Soon, the population exploded into levels that were hardly sustainable. The overpopulation problem in North Amerigo was only fueled by global warming, which caused rising sea levels and a dramatic loss of land. A war ensued between the upper-class citizens – who were immortal and had obtained much of the remaining resources to sell for profit – and the lower-class citizens – who were poor, unable to afford these resources, and usually unable to afford immortality. From the chaos, a country called the Confederal Districts emerged.
The Confederal Districts did two things: they divided the region into five hundred and sixty districts, which split into four states. They also lowered the cost of immortality to make it accessible, while establishing the Divinity Bureau to control overpopulation.
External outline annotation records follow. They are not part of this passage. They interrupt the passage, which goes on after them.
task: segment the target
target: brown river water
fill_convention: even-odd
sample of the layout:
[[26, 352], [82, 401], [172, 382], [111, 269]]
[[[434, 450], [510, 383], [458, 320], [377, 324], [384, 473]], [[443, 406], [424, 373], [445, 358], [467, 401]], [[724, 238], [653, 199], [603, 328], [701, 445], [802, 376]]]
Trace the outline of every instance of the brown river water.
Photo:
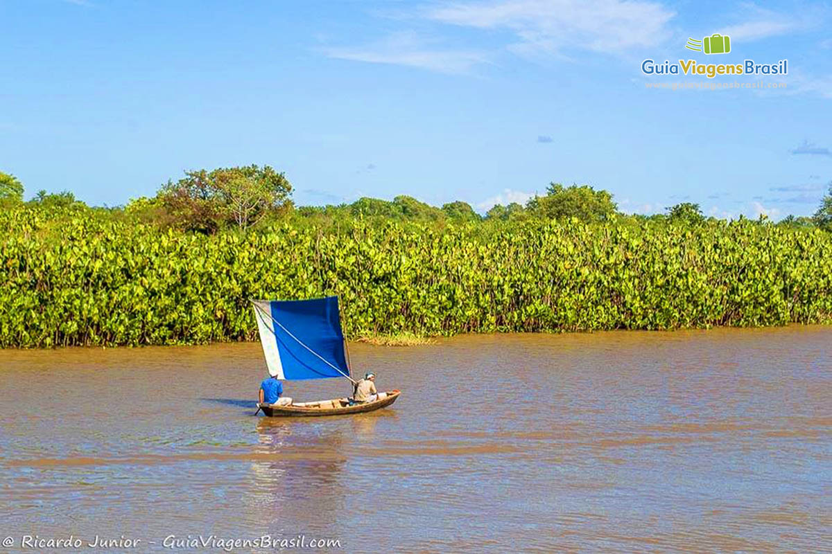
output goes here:
[[823, 326], [354, 344], [354, 371], [401, 397], [312, 419], [254, 416], [259, 343], [0, 351], [2, 552], [265, 535], [340, 541], [316, 552], [832, 552], [830, 346]]

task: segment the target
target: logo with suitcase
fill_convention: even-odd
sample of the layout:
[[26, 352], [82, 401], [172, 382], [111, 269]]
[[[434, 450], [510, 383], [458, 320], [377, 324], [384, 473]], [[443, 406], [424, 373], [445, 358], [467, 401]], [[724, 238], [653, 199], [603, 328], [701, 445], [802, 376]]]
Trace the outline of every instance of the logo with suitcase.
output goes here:
[[696, 38], [688, 38], [685, 47], [706, 54], [727, 54], [730, 51], [730, 37], [715, 32], [701, 41]]

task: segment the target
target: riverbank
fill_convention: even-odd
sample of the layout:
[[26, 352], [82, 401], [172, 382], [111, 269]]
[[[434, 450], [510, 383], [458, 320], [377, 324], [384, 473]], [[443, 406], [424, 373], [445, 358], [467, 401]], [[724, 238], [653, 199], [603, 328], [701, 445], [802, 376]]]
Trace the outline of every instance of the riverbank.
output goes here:
[[832, 235], [748, 220], [201, 235], [10, 209], [0, 235], [0, 346], [251, 341], [250, 299], [330, 295], [379, 341], [832, 322]]

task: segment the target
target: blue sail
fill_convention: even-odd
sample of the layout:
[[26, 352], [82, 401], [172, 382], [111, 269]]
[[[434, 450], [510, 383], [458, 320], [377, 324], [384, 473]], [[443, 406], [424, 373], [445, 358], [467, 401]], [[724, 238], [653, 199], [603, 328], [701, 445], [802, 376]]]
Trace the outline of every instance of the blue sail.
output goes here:
[[285, 380], [349, 375], [338, 297], [254, 305], [270, 375]]

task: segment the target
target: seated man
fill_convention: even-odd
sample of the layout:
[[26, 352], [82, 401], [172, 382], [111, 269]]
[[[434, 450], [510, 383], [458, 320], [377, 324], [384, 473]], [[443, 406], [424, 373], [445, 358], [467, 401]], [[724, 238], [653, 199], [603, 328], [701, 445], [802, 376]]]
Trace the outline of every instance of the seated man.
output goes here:
[[379, 398], [384, 398], [387, 393], [379, 394], [375, 390], [375, 374], [369, 372], [364, 375], [364, 378], [355, 384], [355, 390], [353, 391], [353, 399], [356, 402], [374, 402]]
[[292, 399], [288, 396], [281, 396], [283, 394], [283, 384], [277, 380], [277, 374], [272, 373], [269, 370], [269, 377], [260, 383], [260, 403], [274, 404], [279, 406], [288, 406], [292, 403]]

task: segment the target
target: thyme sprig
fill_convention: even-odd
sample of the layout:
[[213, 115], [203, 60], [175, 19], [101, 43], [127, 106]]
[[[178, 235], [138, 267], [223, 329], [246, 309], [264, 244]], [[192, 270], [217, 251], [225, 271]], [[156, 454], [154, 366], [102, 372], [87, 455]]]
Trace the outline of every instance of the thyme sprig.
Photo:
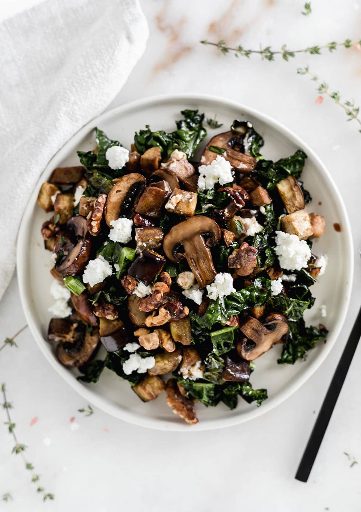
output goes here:
[[[299, 68], [297, 70], [297, 73], [299, 75], [309, 75], [311, 77], [311, 79], [317, 84], [317, 91], [320, 94], [326, 94], [327, 96], [329, 96], [330, 98], [333, 100], [335, 103], [336, 103], [337, 105], [342, 107], [346, 113], [348, 121], [352, 121], [352, 119], [355, 119], [361, 126], [361, 119], [358, 117], [360, 109], [359, 106], [355, 105], [354, 101], [347, 101], [343, 103], [341, 100], [340, 93], [338, 91], [331, 92], [329, 89], [328, 84], [326, 82], [321, 82], [315, 75], [313, 75], [311, 73], [308, 67], [306, 68]], [[361, 133], [361, 130], [359, 130], [359, 131]]]
[[350, 48], [354, 45], [361, 44], [361, 40], [353, 41], [350, 39], [347, 39], [343, 42], [336, 42], [335, 41], [331, 41], [331, 42], [322, 46], [318, 45], [309, 46], [301, 50], [290, 50], [287, 49], [287, 45], [283, 45], [281, 47], [280, 50], [275, 51], [272, 50], [270, 46], [266, 46], [260, 50], [246, 50], [241, 45], [233, 48], [227, 46], [224, 39], [221, 39], [218, 42], [210, 42], [209, 41], [205, 39], [200, 41], [200, 42], [202, 45], [210, 45], [211, 46], [216, 47], [219, 51], [224, 55], [230, 52], [234, 52], [236, 57], [246, 57], [247, 58], [249, 58], [253, 54], [256, 53], [260, 55], [262, 59], [265, 59], [266, 60], [274, 60], [275, 55], [281, 55], [284, 60], [288, 61], [290, 58], [296, 57], [297, 53], [308, 53], [311, 55], [321, 55], [323, 50], [326, 49], [332, 53], [341, 46], [344, 47], [345, 48]]
[[7, 345], [9, 345], [9, 347], [17, 347], [17, 345], [15, 343], [14, 339], [16, 337], [16, 336], [18, 336], [19, 334], [20, 333], [22, 332], [22, 331], [24, 330], [25, 330], [27, 328], [27, 327], [28, 327], [27, 325], [25, 325], [24, 327], [22, 327], [21, 329], [20, 329], [19, 331], [18, 331], [17, 333], [16, 333], [15, 334], [14, 334], [14, 335], [13, 336], [13, 337], [12, 338], [5, 338], [5, 340], [4, 342], [4, 344], [2, 345], [1, 346], [1, 347], [0, 347], [0, 351], [1, 351], [3, 350], [3, 349], [5, 349], [5, 348]]
[[[3, 409], [5, 409], [6, 411], [6, 415], [8, 418], [8, 421], [4, 421], [4, 422], [5, 425], [7, 425], [9, 433], [12, 436], [13, 439], [15, 441], [15, 445], [11, 453], [19, 455], [20, 456], [25, 464], [25, 468], [30, 472], [31, 475], [31, 482], [34, 483], [36, 483], [39, 482], [39, 480], [40, 480], [40, 475], [37, 475], [36, 473], [35, 473], [34, 471], [34, 466], [31, 462], [29, 462], [24, 455], [24, 452], [26, 450], [28, 447], [25, 444], [23, 444], [22, 443], [19, 442], [17, 440], [16, 435], [14, 431], [16, 424], [11, 420], [10, 413], [9, 412], [10, 409], [13, 409], [13, 407], [11, 402], [8, 401], [6, 397], [6, 387], [5, 382], [3, 382], [1, 385], [1, 391], [4, 398]], [[37, 485], [38, 486], [36, 488], [36, 491], [38, 493], [41, 493], [42, 495], [42, 499], [44, 501], [46, 501], [47, 500], [54, 499], [54, 495], [51, 494], [50, 493], [46, 493], [43, 487], [40, 487], [38, 484]], [[7, 496], [8, 494], [9, 493], [7, 493], [7, 494], [4, 495], [4, 496]], [[3, 499], [4, 499], [4, 497], [3, 497]], [[7, 499], [4, 500], [4, 501], [7, 501], [8, 499], [8, 498], [7, 498]]]

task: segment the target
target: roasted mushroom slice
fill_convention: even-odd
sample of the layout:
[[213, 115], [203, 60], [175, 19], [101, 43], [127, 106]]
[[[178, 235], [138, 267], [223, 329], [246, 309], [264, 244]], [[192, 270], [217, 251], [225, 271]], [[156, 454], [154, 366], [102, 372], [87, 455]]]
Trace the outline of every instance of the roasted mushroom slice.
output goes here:
[[200, 157], [201, 165], [209, 165], [216, 159], [218, 154], [210, 149], [211, 146], [216, 146], [225, 150], [222, 156], [228, 160], [234, 168], [242, 174], [248, 174], [254, 169], [257, 160], [243, 152], [244, 151], [244, 134], [233, 131], [216, 135], [211, 139], [203, 152]]
[[[77, 333], [81, 327], [81, 332]], [[91, 334], [83, 324], [75, 330], [79, 334], [77, 339], [72, 343], [59, 343], [56, 348], [58, 359], [65, 366], [82, 366], [92, 358], [99, 342], [99, 331], [94, 329]]]
[[152, 368], [148, 370], [150, 375], [164, 375], [166, 373], [173, 372], [182, 360], [180, 349], [172, 352], [161, 352], [154, 356], [155, 364]]
[[172, 408], [174, 414], [178, 414], [190, 425], [198, 423], [198, 419], [193, 407], [194, 400], [190, 400], [182, 394], [175, 379], [168, 380], [165, 390], [167, 403]]
[[245, 337], [236, 342], [237, 351], [243, 359], [253, 361], [280, 341], [288, 326], [283, 315], [271, 313], [262, 323], [249, 316], [239, 329]]
[[76, 275], [85, 268], [90, 257], [91, 241], [88, 238], [79, 240], [56, 270], [62, 275]]
[[250, 361], [240, 357], [237, 354], [224, 356], [224, 369], [222, 372], [223, 380], [233, 382], [246, 382], [250, 380], [251, 367]]
[[94, 327], [98, 326], [97, 317], [91, 309], [89, 301], [85, 292], [80, 295], [71, 293], [70, 297], [75, 311], [83, 322], [89, 324]]
[[[163, 242], [167, 257], [174, 263], [185, 258], [199, 288], [210, 284], [217, 272], [213, 265], [209, 246], [219, 241], [221, 231], [212, 219], [203, 216], [191, 217], [174, 226]], [[207, 242], [204, 237], [209, 238]], [[183, 245], [184, 253], [178, 249]]]
[[293, 214], [305, 207], [303, 194], [294, 176], [287, 176], [278, 183], [276, 186], [287, 214]]
[[131, 388], [143, 402], [155, 400], [164, 389], [164, 382], [161, 377], [148, 375], [144, 380]]
[[145, 184], [144, 177], [137, 173], [126, 174], [116, 183], [105, 203], [105, 221], [109, 227], [111, 221], [116, 221], [121, 215], [130, 215]]

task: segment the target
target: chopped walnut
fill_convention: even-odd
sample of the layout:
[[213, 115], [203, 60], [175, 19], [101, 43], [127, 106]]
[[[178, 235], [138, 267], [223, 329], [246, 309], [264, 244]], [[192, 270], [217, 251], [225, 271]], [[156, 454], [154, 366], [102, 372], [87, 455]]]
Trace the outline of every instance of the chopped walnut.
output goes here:
[[123, 275], [120, 282], [122, 283], [122, 286], [125, 289], [127, 293], [129, 293], [129, 295], [131, 295], [138, 284], [136, 278], [129, 275], [129, 274]]
[[102, 301], [95, 302], [93, 307], [93, 312], [96, 316], [102, 317], [108, 320], [115, 320], [118, 317], [118, 311], [112, 304]]
[[190, 425], [198, 423], [198, 420], [193, 408], [194, 401], [184, 396], [177, 386], [175, 379], [170, 379], [165, 388], [167, 403], [173, 409], [175, 414], [178, 414]]
[[100, 222], [103, 217], [104, 208], [106, 201], [106, 194], [99, 194], [94, 203], [94, 209], [89, 219], [88, 228], [93, 237], [97, 237], [100, 232]]
[[256, 254], [258, 249], [243, 242], [239, 249], [236, 249], [228, 258], [228, 266], [235, 268], [237, 275], [249, 275], [257, 264]]

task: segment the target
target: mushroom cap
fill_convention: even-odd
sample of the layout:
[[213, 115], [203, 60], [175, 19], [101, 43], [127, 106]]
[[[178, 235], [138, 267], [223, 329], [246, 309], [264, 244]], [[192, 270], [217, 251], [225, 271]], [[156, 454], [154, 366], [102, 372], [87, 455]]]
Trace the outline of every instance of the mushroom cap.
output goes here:
[[[111, 221], [116, 221], [120, 217], [127, 196], [131, 195], [131, 199], [136, 200], [145, 186], [146, 183], [146, 179], [141, 174], [131, 173], [123, 176], [116, 183], [108, 194], [104, 209], [105, 221], [109, 227], [111, 227]], [[131, 193], [132, 190], [134, 191], [134, 195], [136, 196], [134, 198]]]
[[219, 241], [221, 234], [219, 226], [210, 217], [202, 215], [190, 217], [173, 226], [166, 235], [163, 242], [163, 250], [171, 261], [178, 262], [184, 258], [185, 254], [177, 252], [177, 249], [184, 242], [191, 242], [192, 239], [197, 236], [208, 236], [206, 245], [208, 246], [214, 245]]

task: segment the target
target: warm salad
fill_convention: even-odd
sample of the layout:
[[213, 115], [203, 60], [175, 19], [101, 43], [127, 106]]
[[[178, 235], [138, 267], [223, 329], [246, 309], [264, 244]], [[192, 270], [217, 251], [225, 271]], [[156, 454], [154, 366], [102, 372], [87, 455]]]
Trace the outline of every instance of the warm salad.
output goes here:
[[144, 401], [164, 391], [194, 424], [195, 400], [260, 405], [267, 391], [251, 374], [275, 344], [277, 362], [294, 364], [325, 336], [303, 316], [327, 257], [311, 252], [325, 220], [305, 209], [303, 151], [266, 160], [262, 138], [236, 120], [196, 161], [204, 114], [182, 114], [171, 133], [137, 132], [130, 151], [97, 129], [94, 151], [55, 169], [38, 203], [52, 212], [41, 233], [60, 361], [86, 382], [108, 368]]

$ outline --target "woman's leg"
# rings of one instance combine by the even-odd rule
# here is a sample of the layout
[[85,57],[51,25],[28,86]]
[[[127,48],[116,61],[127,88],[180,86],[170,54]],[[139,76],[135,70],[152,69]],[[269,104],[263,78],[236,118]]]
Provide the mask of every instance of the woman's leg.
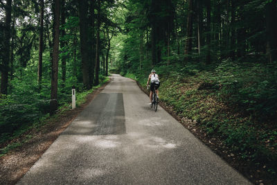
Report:
[[150,91],[150,95],[149,96],[150,103],[152,103],[152,95],[153,94],[153,91]]

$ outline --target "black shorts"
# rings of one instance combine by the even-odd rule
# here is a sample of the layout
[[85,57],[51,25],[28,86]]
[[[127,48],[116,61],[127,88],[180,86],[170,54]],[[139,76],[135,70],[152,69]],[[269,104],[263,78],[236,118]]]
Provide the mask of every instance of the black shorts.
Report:
[[151,83],[151,85],[150,85],[151,91],[154,91],[154,86],[156,86],[156,89],[158,89],[159,87],[160,87],[160,82],[159,82],[159,84]]

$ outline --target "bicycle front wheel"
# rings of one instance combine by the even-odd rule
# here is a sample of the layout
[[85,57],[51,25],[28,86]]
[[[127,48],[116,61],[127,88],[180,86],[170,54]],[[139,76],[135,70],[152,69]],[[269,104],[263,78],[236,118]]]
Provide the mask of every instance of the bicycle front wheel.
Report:
[[158,97],[157,96],[157,95],[155,95],[154,98],[154,109],[155,110],[155,112],[157,112],[157,109],[158,109]]

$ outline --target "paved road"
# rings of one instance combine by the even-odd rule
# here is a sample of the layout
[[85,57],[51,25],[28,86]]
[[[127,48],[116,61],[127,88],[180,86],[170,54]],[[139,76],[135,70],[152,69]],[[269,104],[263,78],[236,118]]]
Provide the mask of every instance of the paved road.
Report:
[[113,75],[19,184],[250,184],[128,78]]

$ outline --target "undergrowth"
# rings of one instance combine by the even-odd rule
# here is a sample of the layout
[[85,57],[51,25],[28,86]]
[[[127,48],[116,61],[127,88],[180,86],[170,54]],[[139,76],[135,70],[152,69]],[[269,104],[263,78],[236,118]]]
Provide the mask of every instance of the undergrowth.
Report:
[[[89,90],[84,90],[82,88],[82,84],[77,84],[76,106],[85,103],[89,94],[108,80],[109,78],[100,76],[100,85]],[[15,88],[13,95],[2,96],[0,98],[0,146],[4,146],[0,149],[0,156],[21,146],[27,140],[6,145],[7,141],[20,136],[32,128],[39,128],[50,118],[50,97],[46,92],[44,92],[46,89],[43,89],[38,93],[35,88],[32,91],[30,91],[30,89],[34,88],[22,88],[24,87],[22,84],[18,87],[20,89]],[[62,112],[71,108],[71,87],[68,85],[62,89],[63,91],[60,91],[58,94],[60,98],[59,107],[53,117],[59,116]],[[28,96],[23,96],[28,94]]]
[[[168,70],[170,70],[168,71]],[[156,67],[160,100],[181,117],[197,121],[208,138],[217,138],[248,168],[277,173],[277,65],[224,60]],[[148,69],[150,71],[150,69]],[[145,86],[148,73],[125,76]]]

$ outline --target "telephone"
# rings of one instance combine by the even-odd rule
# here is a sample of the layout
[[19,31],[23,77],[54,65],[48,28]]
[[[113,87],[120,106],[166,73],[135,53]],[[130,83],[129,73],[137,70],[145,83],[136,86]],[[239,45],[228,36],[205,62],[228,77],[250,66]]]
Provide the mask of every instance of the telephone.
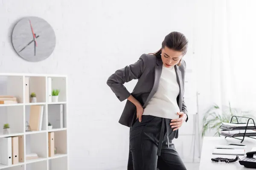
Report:
[[246,167],[256,168],[256,158],[253,158],[253,155],[255,154],[256,151],[247,153],[246,156],[239,160],[239,163]]
[[242,158],[240,159],[238,155],[235,159],[228,159],[223,158],[212,158],[212,161],[218,162],[222,162],[226,163],[235,162],[239,159],[240,164],[244,165],[245,167],[250,168],[256,168],[256,158],[253,158],[253,155],[256,154],[256,151],[248,152],[246,153],[246,156],[244,156]]

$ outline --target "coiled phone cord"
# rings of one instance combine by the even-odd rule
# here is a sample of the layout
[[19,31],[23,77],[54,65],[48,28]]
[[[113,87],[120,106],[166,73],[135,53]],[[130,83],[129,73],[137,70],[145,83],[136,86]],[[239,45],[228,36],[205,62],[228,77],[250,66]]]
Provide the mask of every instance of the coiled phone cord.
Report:
[[223,158],[217,157],[215,158],[212,158],[212,161],[215,162],[226,162],[226,163],[232,163],[236,162],[238,160],[240,159],[238,156],[237,155],[236,157],[234,159],[229,159],[229,158]]

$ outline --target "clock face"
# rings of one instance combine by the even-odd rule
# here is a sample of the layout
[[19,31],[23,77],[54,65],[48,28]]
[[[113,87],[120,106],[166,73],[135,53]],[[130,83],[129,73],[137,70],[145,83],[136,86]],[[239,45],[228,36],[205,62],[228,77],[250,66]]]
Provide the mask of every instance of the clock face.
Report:
[[35,62],[45,60],[52,54],[56,37],[53,29],[47,21],[32,17],[22,19],[15,26],[12,42],[20,57]]

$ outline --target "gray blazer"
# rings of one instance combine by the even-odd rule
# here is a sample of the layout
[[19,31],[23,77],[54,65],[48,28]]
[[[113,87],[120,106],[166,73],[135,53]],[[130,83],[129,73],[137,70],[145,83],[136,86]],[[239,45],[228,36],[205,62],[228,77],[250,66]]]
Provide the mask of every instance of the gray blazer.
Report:
[[[175,67],[180,87],[177,103],[180,111],[187,115],[183,98],[186,62],[183,60],[180,66],[176,65]],[[108,78],[107,84],[120,102],[127,99],[131,94],[145,108],[157,91],[162,68],[163,62],[161,58],[157,58],[153,55],[144,54],[140,56],[137,62],[116,71]],[[134,79],[137,79],[138,82],[132,92],[130,93],[123,85]],[[136,120],[136,106],[127,100],[119,122],[122,125],[131,127]],[[186,122],[188,119],[188,116]],[[176,132],[175,138],[178,137],[178,130]]]

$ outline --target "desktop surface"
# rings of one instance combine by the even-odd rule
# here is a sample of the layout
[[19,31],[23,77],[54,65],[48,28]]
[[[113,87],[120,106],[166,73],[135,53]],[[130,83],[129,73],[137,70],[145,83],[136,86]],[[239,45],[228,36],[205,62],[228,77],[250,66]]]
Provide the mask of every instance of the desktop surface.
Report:
[[[227,163],[224,162],[215,162],[211,160],[212,158],[222,157],[235,159],[236,155],[225,155],[212,154],[214,147],[216,145],[225,145],[230,144],[244,144],[246,145],[245,153],[249,152],[252,148],[256,147],[256,139],[245,137],[244,140],[241,143],[241,141],[236,139],[228,138],[225,139],[224,136],[221,137],[204,137],[203,142],[202,151],[201,153],[199,170],[252,170],[247,168],[241,165],[239,161],[236,162]],[[243,156],[239,156],[241,159]],[[254,158],[256,158],[254,156]]]

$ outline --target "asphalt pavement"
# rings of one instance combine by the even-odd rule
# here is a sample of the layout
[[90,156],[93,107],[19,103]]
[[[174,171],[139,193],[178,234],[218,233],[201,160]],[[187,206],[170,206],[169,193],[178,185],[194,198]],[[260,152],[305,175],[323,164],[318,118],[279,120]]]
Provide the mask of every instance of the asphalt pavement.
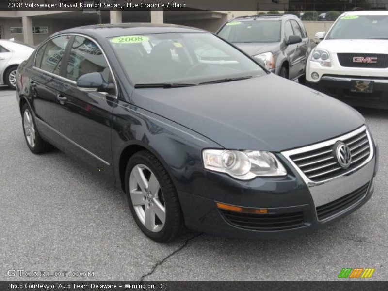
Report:
[[[138,228],[120,190],[58,150],[32,153],[15,92],[0,88],[0,280],[335,280],[345,267],[374,268],[370,280],[387,280],[388,110],[358,110],[379,144],[380,168],[357,211],[297,238],[188,231],[161,244]],[[19,276],[26,271],[70,274]]]

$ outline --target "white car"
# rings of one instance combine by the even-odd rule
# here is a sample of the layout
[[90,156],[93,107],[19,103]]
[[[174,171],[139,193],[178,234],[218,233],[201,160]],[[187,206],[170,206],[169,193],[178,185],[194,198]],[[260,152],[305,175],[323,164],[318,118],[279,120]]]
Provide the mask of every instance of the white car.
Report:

The Divinity Bureau holds an election every quarter. Every quarter, by random selection, a certain number of names are picked (there used to be a lottery ball machine, but then the district chairmen grew tired of selecting thousands of names and paper became a scarce resource; so, they use a computer now). That number is determined by factors such as the birth rate, population growth, and so on – all determined by the district’s chairmen.
If you can afford immortality and you choose to opt into it, it comes at a cost: you will be put on this list. And if your name is selected, you will die by lethal injection. Fortunately, with millions of people on the list, your odds of being selected are low – at least, until fate catches up with you.
If you haven’t opted into immortality, you will be placed on the list as soon as you turn one hundred – and the only ones that don’t opt into immortality are the ones that can’t afford it.
Fortunately – or unfortunately, depending on the time of year – I’m one of those people.
I spend all of forty minutes trying to figure out why Gideon’s not able to run the report. I’m locked out of the permissions system, and by the time I’ll be able to figure out how to bypass security, it’ll be too late to call Gideon back and let him know that he can run the report. Instead, I use Finn’s log-on information (which he sent me in an email about six months ago, after he couldn’t figure out why an advertisement to “Meet Real District 520 Women” kept popping up – in my mind, I could see my Network Security professor shaking his head).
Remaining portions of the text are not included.